Anche la ‘Vita di San Vitaliano’ fu scritta alla fine del XII secolo, con l’intenzione di testimoniare la consacrazione di una chiesa sul monte Partenio, chiamato poi Montevergine, da parte del santo capuano, prima della venuta di san Guglielmo da Vercelli (1142) in eremitaggio sul monte.
La manna di Catanzaro -Nel 1122 papa Callisto II, trasferendo a Catanzaro il vescovado di ‘Tres Tabernae’, fece dono alla città delle reliquie del santo. Poi nel 1311 Pietro Ruffo, conte di Catanzaro, edificò nella cattedrale un’apposita cappella per riporvi le reliquie. In epoca imprecisata il sepolcro di S. Vitaliano avrebbe anche cominciato a trasudare un particolare umore chiamato manna. Catanzaro oggi venera S. Vitaliano come suo patrono il 16 luglio, data della traslazione dei suoi resti mortali dal santuario di Montevergine.

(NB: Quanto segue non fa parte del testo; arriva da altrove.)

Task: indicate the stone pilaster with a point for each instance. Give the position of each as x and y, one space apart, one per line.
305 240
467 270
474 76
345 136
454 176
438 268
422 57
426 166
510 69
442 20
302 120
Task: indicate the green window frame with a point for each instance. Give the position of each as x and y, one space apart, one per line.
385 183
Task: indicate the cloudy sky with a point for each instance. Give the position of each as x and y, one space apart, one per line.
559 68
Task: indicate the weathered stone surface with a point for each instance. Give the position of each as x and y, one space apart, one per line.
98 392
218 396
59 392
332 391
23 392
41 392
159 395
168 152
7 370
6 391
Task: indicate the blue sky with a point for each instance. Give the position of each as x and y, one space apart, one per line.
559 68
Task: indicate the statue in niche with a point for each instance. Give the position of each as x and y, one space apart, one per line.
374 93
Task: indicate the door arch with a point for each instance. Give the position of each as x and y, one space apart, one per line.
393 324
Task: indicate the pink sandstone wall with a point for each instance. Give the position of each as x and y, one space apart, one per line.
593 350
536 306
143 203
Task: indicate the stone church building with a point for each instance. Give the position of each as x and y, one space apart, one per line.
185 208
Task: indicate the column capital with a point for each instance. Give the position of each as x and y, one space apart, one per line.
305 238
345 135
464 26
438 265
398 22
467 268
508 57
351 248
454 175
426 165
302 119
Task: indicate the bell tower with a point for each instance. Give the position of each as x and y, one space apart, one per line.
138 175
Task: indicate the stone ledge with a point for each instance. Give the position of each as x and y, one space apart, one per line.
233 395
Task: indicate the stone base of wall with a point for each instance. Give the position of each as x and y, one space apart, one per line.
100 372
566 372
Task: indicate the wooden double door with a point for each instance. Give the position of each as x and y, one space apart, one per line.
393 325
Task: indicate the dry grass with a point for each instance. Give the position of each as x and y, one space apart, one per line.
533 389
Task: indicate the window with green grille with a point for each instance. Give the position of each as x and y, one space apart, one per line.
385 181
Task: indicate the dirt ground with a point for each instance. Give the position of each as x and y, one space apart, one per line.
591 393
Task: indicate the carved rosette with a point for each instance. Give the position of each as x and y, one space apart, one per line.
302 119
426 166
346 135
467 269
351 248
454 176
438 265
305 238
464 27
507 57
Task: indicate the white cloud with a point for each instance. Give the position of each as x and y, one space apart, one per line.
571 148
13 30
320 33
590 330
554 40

Il culto di San Vitaliano – Il culto di S. Vitaliano vescovo di Capua è molto diffuso in Campania: il famoso “Calendario Marmoreo” di Napoli, scolpito nel IX secolo, lo ricorda al 3 settembre. Chiese dedicate a San Vitaliano, si trovano a Napoli, Marigliano, Nola, San Vitaliano di Napoli, Santa Maria Capua Vetere, Caserta, Orta di Atella, Piana di Caiazzo, Casola di Caserta (dove c’è l’ eremo), a Catanzaro e ad Aquileia. Nel calendario dei Santi vi sono altri due santi chiamati Vitaliano: il primo, nato a Segni, è stato papa nel 657, il secondo, è un martire bambino, ucciso nel 260 d. C. ed è venerato a Stresa.